Genome sequencing of sponge-associated Alphaproteobacteria

Although not specifically designed for this purpose, most of the isolates retrieved in our cultivation attempt belonged to the class Alphaproteobacteria (see below), leading us to inspect their coding potential through genome sequencing. In-depth 16S rRNA gene phylogenetic inference of the Alphaproteobacteria isolates obtained in this study was performed as detailed in File S1 (Supplementary Information) to select representative strains for comparative genomics. Thereafter, genomic DNA samples of ten phylogenetically distinct Alphaproteobacteria strains (representing all obtained Alphaproteobacteria genera) were sent for genome sequencing on an Illumina MiSeq platform at Mr. DNA (Shallowater, TX, USA).

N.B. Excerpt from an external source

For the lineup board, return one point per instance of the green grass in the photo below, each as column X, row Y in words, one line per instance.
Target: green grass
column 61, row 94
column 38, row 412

Paired-end libraries (2 × 301 bp) were generated and the genomes were assembled de novo into contigs with the NGen DNA assembly software by DNAStar, Inc. as described previously47. All contigs of each genome were subjected to a BLAST (NCBI) search via the computational cluster facility of the Algarve Centre of Marine Sciences (CCMAR). The extracted BLAST files were then analysed in MEGAN548 to confirm whether the taxonomic affiliation of each contig matched that of its respective source strain. Contigs found not to fall within the expected taxonomic affiliation of its respective strain, and/or less than 1,000 bp in length, were discarded prior to annotation and downstream comparative analyses. Estimates of completeness and “contamination” of all genomes – as determined by the proportion of core single copy genes in each genome and their extent of duplication, respectively - were obtained using the CheckM tool, with lineage-specific marker sets selected at class, order, or family ranks49.

Annotation and comparative analysis of genomes

Open Reading Frame (ORF) prediction and annotation of the genome sequences were performed using the RAST (Rapid Annotation using Subsystem Technology) prokaryotic genome annotation server (version 2.0) with standard procedures50. In addition, all genomes were uploaded to the software platform EDGAR 2.051 where core and pan-genomes were defined and the number of singleton genes per genome was determined based on the coding sequences (CDSs) predicted using RAST. EDGAR was further employed to generate a phylogenomic tree and estimate average amino-acid and nucleotide sequence identities (AAI and ANI, respectively) for the ten Alphaproteobacteria genomes, following the approach of Karimi, et al.26. CDSs were also subjected to annotation based on Clusters of Orthologous Groups of Proteins (COGs) using the on-line server WebMGA (e-value = 0.001)52. Unless otherwise stated, quantitative functional comparisons between the genomes were performed using COG annotations after Hellinger transformation of COG profiles (i.e. square root calculation of the relative abundance of each COG entry in a given genome). To address the functional relatedness between the ten alphaproteobacterial genomes and determine whether statistically sound functional groups exist among strains, redundancy analysis (RDA) was performed with the software package Canoco 4.5 (Microcomputer power, Ithaca, USA). The “species fit range” function was applied using high stringent settings ( > 99%) to identify COGs exclusive to different functional groups. Where applicable (that is, when sample sizes – numbers of genomes - were not prohibitive) White’s non-parametric t-test was conducted within STAMP v2.0.953 to identify COG entries differently abundant (i.e. “enriched” or “depleted”) between groups of genomes.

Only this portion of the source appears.